Movie Info
Movie Name: Happy Death Day 2U
Studio: Blumhouse Productions
Genre(s): Horror/Comedy/Sci-Fi/Fantasy/Mystery/Suspense
Release Date(s): February 13, 2019
MPAA Rating: PG-13
Tree Gelbman (Jessica Rothe) thought she was out. When Ryan Phan (Phi Vu) discovers himself caught in a loop, Tree learns Phan’s project with Samar Ghosh (Suraj Sharma) and Dre Morgan (Sarah Yarkin) might be the cause of her misery. When Tree is accidentally sent back into the loop, she discovers the loop might not be the loop she expected…but there is still a killer loose and getting back means fixing Phan’s project. Even if Tree can repair her damaged timeline, she might soon discover that staying “in the loop” might be the better choice.
Written and directed by Christopher Landon, Happy Death Day 2U is a sci-fi horror-comedy thriller. A sequel to Happy Death Day from 2017, the film received mostly positive reviews.
Happy Death Day was a surprise. It was derivative of other genre movies like Groundhog’s Day (it admitted it) and this one takes a similar but slightly different approach. While Happy Death Day was mostly a horror-comedy movie, the horror seems to take a back seat to science fiction in this entry…which has its positives and its drawbacks.

Man…I have to deal with my dead mother, the loss of a boyfriend, learning physics…and oh yeah a killer
The film is to be admired for continuing to play with the format that it introduced in the first movie. While the first movie relied heavily on the repetition of the day and how the break the loop, this film deals with the ramifications of deciding if the loop should be broken. The idea that Tree is in a parallel dimension says to me that there is another Tree in a dimension she doesn’t belong in as well and she doesn’t deserve what she’s getting. With a stronger focus on the science-fiction morality of being a life that doesn’t belong to you, the horror feels incidental and almost shoehorned in to movie (and it is pretty obvious who the killer is).

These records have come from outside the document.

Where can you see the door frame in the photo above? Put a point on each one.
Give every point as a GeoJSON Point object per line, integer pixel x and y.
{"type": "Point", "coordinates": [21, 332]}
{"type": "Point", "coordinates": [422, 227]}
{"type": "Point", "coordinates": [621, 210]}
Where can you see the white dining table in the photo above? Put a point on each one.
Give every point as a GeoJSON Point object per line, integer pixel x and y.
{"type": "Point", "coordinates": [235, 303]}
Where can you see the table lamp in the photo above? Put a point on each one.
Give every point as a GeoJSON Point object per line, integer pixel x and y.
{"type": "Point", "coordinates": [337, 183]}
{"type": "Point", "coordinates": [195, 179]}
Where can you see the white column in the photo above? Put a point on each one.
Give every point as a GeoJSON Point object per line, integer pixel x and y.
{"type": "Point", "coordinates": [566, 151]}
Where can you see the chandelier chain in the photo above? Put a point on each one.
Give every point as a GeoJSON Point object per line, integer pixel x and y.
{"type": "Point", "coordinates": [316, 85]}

The cast is not bad, but they don’t have the weight of a more experienced cast. Jessica Rothe has some range as Tree which is what the movie needs for her character, but many of the other actors in the film feel a bit like TV actors in a CW show. This isn’t necessarily bad, but it ramps up the teen comedy “ha-ha” nature and negates opportunities for smarter humor that could be intrinsic to the movie (and felt a bit more present in the first film).
The special effects are rather slim, but there are some clever moments involving the deaths and time resets. This also however goes along with the “that doesn’t make much sense” aspect of the movie. In the first film Tree discovers that her deaths create lasting injuries. In this film, she decides to kill herself daily to prevent the killer from getting her. With the danger of continued injuries, it doesn’t make sense that Tree would jump from planes and jump into a wood chipper. There are much less painful (and less damaging) ways to end a life if that was the purpose of her killing herself (plus, making suicide “fun and funny” is a slippery slope).
Happy Death 2U is fun but not as fun as the original. There is still room to explore a franchise (but I didn’t like the post-credit scene as a possible option), and I hope that the next plans for the characters might be a little more crafted and balanced in storytelling and tone. Soon, the actors who are mostly in their late 20s or 30s are really going have a hard time playing college students on repeat…so the “Death Day” might have to change up the timeline.